Summary answer: One in every four women with T1D suffer from undiagnosed androgen disorders, with the classic phenotype of PCOS being the most frequent.
What is known already: Systemic iatrogenic hyperinsulinism is unavoidable in patients with T1D because insulin is administered subcutaneously instead of being secreted directly into the portal circulation. Since insulin acts as a co-gonadotrophin at the ovary, iatrogenic hyperinsulinism might trigger androgen secretion in predisposed women. Most studies conducted to date have reported increased prevalences of androgen excess disorders in premenopausal women with T1D, yet these studies were hampered by methodological limitations that preclude reaching a definite conclusion on the issue.
Study design size and duration: From January 2020 to March 2024, we conducted a cross-sectional study including women with T1D.
Participants setting methods: We recruited 149 consecutive premenopausal women with T1D who attended the diabetes clinics of an Academic Hospital at Madrid, Spain. We compared them with 295 typical patients with PCOS who did not have T1D. We used state-of-the-art mass spectrometry techniques to measure serum androgens and equilibrium dialysis to measure free testosterone and followed the latest guidelines to phenotype patients.

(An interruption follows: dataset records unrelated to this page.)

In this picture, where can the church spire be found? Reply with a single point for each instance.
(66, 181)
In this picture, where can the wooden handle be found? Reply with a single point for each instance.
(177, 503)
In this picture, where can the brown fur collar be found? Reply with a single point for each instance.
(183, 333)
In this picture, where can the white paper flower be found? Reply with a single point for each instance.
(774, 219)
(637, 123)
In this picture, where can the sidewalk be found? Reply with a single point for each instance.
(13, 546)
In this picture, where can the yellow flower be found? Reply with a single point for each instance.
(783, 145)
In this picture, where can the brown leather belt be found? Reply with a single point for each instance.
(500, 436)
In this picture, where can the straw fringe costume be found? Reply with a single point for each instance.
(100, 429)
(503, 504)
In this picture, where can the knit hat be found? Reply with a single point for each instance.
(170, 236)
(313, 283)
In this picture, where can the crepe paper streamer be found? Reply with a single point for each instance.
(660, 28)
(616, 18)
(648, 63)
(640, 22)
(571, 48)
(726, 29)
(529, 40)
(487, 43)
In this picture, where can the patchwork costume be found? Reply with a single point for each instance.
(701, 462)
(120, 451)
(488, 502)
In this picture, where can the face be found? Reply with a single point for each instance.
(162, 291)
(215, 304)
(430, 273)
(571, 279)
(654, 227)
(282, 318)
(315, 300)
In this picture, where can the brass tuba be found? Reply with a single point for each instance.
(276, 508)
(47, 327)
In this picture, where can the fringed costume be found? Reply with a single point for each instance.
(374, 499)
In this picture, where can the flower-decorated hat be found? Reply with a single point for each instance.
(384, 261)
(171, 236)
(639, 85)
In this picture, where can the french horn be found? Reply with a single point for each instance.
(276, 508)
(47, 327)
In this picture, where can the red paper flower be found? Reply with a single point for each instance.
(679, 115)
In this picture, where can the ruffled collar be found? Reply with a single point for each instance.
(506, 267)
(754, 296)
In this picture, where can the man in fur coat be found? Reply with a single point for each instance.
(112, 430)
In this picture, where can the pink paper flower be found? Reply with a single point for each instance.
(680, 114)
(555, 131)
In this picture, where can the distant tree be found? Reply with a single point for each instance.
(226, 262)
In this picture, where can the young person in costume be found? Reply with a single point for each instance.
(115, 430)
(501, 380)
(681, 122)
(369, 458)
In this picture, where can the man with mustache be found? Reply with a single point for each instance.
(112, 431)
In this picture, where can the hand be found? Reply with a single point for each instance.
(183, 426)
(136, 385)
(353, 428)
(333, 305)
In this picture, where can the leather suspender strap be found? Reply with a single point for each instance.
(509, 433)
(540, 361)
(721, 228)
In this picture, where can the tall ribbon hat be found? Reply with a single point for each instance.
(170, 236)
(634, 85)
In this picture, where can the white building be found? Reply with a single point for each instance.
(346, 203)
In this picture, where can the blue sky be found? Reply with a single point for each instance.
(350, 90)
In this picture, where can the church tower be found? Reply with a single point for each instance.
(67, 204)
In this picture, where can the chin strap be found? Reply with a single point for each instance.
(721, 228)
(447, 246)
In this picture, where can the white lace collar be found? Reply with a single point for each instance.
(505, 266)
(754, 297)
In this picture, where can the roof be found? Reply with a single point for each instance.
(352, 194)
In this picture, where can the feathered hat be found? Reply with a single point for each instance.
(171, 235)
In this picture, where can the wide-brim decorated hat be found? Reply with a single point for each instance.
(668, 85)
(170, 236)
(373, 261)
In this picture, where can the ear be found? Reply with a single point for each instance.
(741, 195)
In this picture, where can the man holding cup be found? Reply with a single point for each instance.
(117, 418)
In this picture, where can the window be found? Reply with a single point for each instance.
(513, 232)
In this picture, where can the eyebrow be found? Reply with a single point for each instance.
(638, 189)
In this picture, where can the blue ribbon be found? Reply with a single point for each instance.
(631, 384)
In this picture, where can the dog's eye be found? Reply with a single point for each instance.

Main results and the role of chance: Hyperandrogenic disorders (considering PCOS, idiopathic hyperandrogenism, and idiopathic hirsutism as a whole) were present in 39 (of 149) women with T1D (26%, 95% CI: 20-34%), including 30 women who fulfilled the PCOS diagnostic criteria, indicating a prevalence of 20% (95% CI: 15-27%). The most common PCOS phenotype was the classic combination of hyperandrogenism and ovulatory dysfunction. Women with T1D and PCOS were younger (mean age 25 ± 7 vs 31 ± 9 years-old, P = 0.003) and their onset of T1D was more frequently premenarcheal (73% vs 46%, P = 0.008) compared to those without PCOS. Compared to 295 typical patients with PCOS without T1D, the 30 women with T1D and PCOS showed milder hyperandrogenic signs and lower free testosterone concentrations [13 (9, 25) vs 21 (15, 29) pM, P < 0.001] regardless of the glucose tolerance of the former.
Wider implications of the findings: One in every four women with T1D suffer androgen excess disorders, with the classic combination of hyperandrogenism and ovulatory dysfunction being the most common phenotype of PCOS. Women with a premenarcheal onset of T1D are particularly susceptible to developing androgen excess disorders and may benefit from future preventive measures at young ages. Routine screening for these prevalent disorders seems reasonable to avoid the negative consequences of androgen excess and chronic ovulatory dysfunction on the general and reproductive health of T1D women.
Why do you highlight this publication?
We firstly described the association of type 1 diabetes and androgen excess disorders such as PCOS in year 2000. Since our initial description, this association has been routinely confirmed by all but one of the many studies conducted to date. Our present study not only confirmed that one in every four women with type 1 diabetes suffers from an undiagnosed androgen excess disorder - with the most severe classic PCOS phenotype reaching an striking 20% prevalence - but also addressed all possible caveats of earlier studies by applying state-of-the-art methodology for the assessment of androgen concentrations and polycystic ovarian morphology. Discouragingly, screening for these very prevalent androgen excess disorder is not recommended nowadays by any clinical guideline for the management of type 1 diabetes. We hope that this article, together with earlier meta-analyses by our group, would promote the visibility of the problem, its early detection, and the avoidance of the negative consequences of androgen excess and chornic ovulatory dysfunction on the general and reprodyctive health of women with type 1 diabetes.